私は元闇金おばさん……葬儀屋の娘が『ナニワ金融道』の世界へ、「君ならやっていけそうだ」と即採用されたワケ
面接の約束を取り付け、東京池袋の雑居ビルに入居する事務所に入ると、銀行のように殺風景で感情の見えない雰囲気を感じました。見るからに高級なテーラーメイドのスーツに身を包む社長に出迎えられ、通された応接室で懸命に書いた履歴書を差し出したところ、葬儀屋の娘であることに関心を持たれて質問されます。
「葬儀屋さんの手伝いってことは、ご遺体を目にすることもあったの?」
「はい。斎場や祭壇の設営を手伝うことがあるので、お花を入れたりするときには、一緒に合掌させていただいています」
「若いのに、大したもんだなあ。こんなこと聞いて申し訳ないけど、怖くない?」
「怖くはないですけど、事故で亡くなられた方とか、亡くなってから時間がたっちゃっている場合には、違う仕事をさせてもらっています」
ご遺体の損傷が激しかったり、腐乱している場合などには、ご遺体に近づく作業がないよう父が配慮してくれていました。目にするご遺体は安らかに眠っておられる方ばかりで、怖いと思ったことはなく、むしろ物言わぬお客さんを接待している気持ちでいたほどです。天上からチェックされていると思うと気は抜けず、一つひとつのことを丁寧にやらなければ、いずれバチがあたると思い込んでいる自分もいました。
「君ならウチでやっていけそうだな。明日から来てくれるか?」
どうやら物怖じしない気持ちの強さが気に入られたようです。すぐに採用となった私は、翌日の午前8時45分に出勤することになり、その日は区役所で住民票を取って帰宅しました。
入社当初の従業員は、早口で滑舌の悪い大阪出身の社長以下、営業部には男性社員が6名在籍しており、それに創業時から社長の下で働いているという経理責任者の愛子さんと私、合計9名の所帯でした。営業部で5年以上継続して勤めているのは、空手の有段者でVシネマ役者のような風貌を有する営業部長の伊東さんだけで、そのほかの人はまだ2年足らずの在籍です。
いま思えば、従業員を定着させるためによく社員旅行を企画し、行き先を海外など魅力的な場所にすることで福利厚生の充実を図っていたのでしょう。
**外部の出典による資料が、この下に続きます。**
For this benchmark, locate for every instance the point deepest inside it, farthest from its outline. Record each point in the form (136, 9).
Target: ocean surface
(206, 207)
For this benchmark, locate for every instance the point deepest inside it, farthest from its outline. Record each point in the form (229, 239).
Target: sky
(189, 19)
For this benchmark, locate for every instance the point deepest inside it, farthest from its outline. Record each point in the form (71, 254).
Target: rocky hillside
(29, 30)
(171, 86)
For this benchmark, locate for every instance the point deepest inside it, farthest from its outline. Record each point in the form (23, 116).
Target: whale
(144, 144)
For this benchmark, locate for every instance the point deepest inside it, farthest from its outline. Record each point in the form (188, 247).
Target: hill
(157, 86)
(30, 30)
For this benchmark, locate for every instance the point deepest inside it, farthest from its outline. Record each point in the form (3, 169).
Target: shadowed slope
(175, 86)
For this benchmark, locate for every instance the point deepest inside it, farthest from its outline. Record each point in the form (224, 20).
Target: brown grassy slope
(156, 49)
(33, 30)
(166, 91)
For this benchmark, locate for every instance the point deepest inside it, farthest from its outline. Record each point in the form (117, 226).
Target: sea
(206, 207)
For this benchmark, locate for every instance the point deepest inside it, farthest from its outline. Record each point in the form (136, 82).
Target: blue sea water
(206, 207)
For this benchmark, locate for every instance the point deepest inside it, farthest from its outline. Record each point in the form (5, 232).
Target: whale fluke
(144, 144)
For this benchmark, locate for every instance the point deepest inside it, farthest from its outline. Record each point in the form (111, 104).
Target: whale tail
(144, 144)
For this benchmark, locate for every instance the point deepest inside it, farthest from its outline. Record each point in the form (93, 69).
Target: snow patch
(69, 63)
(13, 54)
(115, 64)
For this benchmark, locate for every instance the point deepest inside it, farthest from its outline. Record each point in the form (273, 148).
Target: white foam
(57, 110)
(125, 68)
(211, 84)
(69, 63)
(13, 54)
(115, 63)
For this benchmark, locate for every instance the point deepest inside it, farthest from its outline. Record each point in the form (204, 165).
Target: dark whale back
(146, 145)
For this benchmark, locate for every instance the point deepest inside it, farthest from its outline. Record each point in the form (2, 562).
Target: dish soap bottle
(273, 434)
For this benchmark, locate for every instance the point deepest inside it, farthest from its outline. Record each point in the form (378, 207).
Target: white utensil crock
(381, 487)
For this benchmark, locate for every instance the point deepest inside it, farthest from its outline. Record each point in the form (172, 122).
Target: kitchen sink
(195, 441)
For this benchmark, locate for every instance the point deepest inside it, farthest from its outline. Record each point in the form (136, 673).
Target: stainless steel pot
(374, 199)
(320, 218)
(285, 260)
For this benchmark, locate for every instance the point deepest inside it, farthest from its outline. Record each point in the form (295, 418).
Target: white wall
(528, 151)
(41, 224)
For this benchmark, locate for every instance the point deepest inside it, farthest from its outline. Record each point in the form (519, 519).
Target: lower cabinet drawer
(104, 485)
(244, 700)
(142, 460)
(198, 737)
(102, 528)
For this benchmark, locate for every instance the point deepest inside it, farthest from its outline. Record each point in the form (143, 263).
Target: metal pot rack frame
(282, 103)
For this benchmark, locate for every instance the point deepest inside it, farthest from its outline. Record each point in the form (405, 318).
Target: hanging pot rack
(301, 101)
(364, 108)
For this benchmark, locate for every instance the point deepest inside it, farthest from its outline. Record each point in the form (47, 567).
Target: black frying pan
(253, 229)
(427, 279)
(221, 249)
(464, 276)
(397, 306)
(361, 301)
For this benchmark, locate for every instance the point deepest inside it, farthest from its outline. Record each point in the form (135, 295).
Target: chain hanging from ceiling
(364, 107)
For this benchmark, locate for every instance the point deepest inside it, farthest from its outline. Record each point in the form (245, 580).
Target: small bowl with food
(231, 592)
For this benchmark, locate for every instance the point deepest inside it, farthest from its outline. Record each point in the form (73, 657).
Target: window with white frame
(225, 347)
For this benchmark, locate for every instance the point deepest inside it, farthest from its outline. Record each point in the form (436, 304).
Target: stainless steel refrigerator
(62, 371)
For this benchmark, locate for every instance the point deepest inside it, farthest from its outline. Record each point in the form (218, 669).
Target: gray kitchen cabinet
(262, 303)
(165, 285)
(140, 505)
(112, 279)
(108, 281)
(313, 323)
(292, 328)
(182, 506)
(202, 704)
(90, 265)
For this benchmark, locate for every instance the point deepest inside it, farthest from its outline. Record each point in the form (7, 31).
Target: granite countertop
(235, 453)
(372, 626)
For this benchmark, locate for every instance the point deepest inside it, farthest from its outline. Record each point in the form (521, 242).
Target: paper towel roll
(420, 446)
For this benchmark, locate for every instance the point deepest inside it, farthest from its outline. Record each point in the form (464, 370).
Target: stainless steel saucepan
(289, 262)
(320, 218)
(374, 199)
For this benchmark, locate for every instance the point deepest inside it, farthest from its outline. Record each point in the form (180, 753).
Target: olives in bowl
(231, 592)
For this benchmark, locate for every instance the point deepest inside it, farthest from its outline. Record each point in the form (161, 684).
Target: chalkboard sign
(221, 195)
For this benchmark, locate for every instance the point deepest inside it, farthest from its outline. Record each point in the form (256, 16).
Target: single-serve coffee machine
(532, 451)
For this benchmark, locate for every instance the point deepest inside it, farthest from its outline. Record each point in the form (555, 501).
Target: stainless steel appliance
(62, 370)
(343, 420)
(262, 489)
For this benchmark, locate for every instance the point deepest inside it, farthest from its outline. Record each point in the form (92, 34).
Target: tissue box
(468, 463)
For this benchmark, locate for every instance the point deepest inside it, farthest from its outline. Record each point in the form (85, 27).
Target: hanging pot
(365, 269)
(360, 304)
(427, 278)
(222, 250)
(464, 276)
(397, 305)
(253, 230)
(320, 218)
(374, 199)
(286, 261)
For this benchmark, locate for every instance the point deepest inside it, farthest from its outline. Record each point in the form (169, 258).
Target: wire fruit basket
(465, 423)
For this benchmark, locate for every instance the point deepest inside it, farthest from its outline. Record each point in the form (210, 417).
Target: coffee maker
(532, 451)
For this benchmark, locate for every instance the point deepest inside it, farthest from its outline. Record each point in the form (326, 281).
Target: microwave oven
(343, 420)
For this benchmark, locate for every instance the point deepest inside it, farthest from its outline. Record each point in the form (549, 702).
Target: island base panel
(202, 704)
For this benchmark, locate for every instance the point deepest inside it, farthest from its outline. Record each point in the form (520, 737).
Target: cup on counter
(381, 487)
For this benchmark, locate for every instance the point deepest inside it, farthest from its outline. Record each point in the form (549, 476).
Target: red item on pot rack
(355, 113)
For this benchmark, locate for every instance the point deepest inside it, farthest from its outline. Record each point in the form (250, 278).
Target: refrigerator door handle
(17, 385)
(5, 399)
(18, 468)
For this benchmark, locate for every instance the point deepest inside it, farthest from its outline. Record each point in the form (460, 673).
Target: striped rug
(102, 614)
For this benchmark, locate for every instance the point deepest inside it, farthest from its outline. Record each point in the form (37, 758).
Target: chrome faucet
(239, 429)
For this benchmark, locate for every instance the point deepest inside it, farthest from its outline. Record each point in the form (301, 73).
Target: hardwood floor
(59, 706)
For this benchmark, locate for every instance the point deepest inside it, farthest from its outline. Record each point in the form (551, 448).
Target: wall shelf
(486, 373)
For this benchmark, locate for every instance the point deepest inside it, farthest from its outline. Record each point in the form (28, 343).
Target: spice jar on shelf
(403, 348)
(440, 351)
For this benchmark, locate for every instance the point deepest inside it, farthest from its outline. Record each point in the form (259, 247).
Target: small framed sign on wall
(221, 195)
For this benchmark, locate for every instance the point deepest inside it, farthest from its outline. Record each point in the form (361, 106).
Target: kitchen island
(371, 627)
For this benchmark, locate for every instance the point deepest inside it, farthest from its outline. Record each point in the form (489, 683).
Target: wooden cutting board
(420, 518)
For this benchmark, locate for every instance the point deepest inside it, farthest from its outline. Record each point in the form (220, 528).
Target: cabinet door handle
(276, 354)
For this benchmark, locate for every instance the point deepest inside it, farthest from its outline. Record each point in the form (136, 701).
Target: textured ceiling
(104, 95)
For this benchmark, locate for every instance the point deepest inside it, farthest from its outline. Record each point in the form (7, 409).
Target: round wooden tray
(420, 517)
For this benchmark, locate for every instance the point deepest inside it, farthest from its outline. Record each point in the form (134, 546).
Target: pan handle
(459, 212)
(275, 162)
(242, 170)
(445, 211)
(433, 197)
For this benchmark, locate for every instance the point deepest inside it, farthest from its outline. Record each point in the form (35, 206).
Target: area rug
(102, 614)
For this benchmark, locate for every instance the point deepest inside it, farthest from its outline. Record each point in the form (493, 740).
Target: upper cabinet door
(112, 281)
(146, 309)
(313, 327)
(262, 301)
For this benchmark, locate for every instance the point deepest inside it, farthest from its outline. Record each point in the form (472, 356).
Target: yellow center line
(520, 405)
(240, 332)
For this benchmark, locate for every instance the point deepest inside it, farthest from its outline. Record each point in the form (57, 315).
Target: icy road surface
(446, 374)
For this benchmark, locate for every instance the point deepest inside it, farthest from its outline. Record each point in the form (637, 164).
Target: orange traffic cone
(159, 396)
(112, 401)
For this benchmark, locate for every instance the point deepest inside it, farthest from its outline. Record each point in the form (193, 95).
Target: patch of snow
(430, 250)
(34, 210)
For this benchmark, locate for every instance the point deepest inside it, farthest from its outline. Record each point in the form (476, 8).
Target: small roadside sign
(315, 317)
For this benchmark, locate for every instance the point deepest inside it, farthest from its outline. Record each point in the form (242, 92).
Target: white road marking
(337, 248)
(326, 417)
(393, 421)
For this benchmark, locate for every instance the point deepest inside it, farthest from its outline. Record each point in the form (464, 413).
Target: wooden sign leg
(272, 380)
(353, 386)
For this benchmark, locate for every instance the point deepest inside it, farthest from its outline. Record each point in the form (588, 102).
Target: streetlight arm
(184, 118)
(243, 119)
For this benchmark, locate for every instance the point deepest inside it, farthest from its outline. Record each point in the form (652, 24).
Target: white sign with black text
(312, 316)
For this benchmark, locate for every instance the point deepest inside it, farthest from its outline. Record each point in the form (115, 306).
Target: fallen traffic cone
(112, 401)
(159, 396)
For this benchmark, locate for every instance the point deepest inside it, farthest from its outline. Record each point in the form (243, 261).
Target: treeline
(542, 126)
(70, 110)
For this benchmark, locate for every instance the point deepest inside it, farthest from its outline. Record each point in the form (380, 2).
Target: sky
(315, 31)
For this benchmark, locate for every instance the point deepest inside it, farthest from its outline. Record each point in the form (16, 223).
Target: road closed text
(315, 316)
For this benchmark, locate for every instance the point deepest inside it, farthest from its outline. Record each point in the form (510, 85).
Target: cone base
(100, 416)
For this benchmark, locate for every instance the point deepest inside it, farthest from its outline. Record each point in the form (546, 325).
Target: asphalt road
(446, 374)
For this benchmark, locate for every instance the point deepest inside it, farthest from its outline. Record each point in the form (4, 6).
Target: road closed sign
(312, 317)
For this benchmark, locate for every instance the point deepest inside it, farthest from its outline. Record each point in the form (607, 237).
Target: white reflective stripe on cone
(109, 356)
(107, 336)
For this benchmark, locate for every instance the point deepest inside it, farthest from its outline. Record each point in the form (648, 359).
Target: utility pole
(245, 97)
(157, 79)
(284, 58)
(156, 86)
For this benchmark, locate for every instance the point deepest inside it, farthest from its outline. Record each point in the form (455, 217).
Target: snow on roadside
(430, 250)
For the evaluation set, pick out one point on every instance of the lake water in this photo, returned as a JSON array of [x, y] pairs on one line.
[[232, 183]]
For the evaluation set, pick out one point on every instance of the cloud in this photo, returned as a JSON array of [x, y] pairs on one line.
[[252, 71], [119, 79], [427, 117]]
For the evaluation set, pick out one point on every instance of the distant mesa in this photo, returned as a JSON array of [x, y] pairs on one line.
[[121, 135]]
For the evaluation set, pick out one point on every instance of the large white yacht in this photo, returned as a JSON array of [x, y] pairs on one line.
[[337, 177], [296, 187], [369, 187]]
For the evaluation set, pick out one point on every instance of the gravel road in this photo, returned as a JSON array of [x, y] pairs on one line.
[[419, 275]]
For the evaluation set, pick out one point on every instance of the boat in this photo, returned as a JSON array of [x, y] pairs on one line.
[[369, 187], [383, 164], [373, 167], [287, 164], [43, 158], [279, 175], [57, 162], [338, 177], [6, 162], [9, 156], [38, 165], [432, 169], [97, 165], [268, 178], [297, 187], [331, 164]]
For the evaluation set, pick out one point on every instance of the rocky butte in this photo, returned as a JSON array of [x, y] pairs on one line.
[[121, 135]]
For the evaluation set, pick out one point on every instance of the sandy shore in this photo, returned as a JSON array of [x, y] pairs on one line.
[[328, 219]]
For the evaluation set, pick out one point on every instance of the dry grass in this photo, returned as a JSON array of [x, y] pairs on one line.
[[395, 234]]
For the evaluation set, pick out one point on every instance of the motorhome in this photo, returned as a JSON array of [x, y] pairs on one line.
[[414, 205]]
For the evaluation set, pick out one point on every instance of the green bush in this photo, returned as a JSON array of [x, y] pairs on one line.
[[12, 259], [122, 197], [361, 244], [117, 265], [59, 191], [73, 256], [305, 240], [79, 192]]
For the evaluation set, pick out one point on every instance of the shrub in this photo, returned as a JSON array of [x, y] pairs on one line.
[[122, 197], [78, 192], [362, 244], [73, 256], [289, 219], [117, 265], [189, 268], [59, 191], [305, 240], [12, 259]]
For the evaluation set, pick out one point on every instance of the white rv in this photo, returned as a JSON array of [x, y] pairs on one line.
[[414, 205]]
せっかく採用されても、あまりに非情な取り立てに耐えかねて退職してしまう人は多く、取り立てる側の精神負担も相当なものだと想像できます。
当時の法定上限金利は、出資法で年利54.75%までとされていましたが、実際には10日で1割から月1割(ツキイチ)くらいの金利で貸し出されます。もちろん違法な金利ですが、表向きの書面は法に則しており、現金を手渡しで貸し付けるため証拠は残りません。手数料や調査費、出張費といった名目を駆使して、証拠が残らないように領収証を切ることなく天引きしていたのです。
この業界が一番儲かっていた時期は、昭和40年代から平成15年くらいまでの間でしょうか。日栄・商工ファンド事件が起こり、闇金融業者が社会問題となって貸金業法が改正されて以降は、さまざまな制約の下、苦しい営業を強いられました。借り手が強く保護されるようになって旨味がなくなり、商売が成り立たなくなってしまったのです。
会社が廃業した現在、このような形で過去を振り返る機会をいただいたので、懺悔の意味合いも込めて、次回からは当時のエピソードをお話ししていきたいと思います。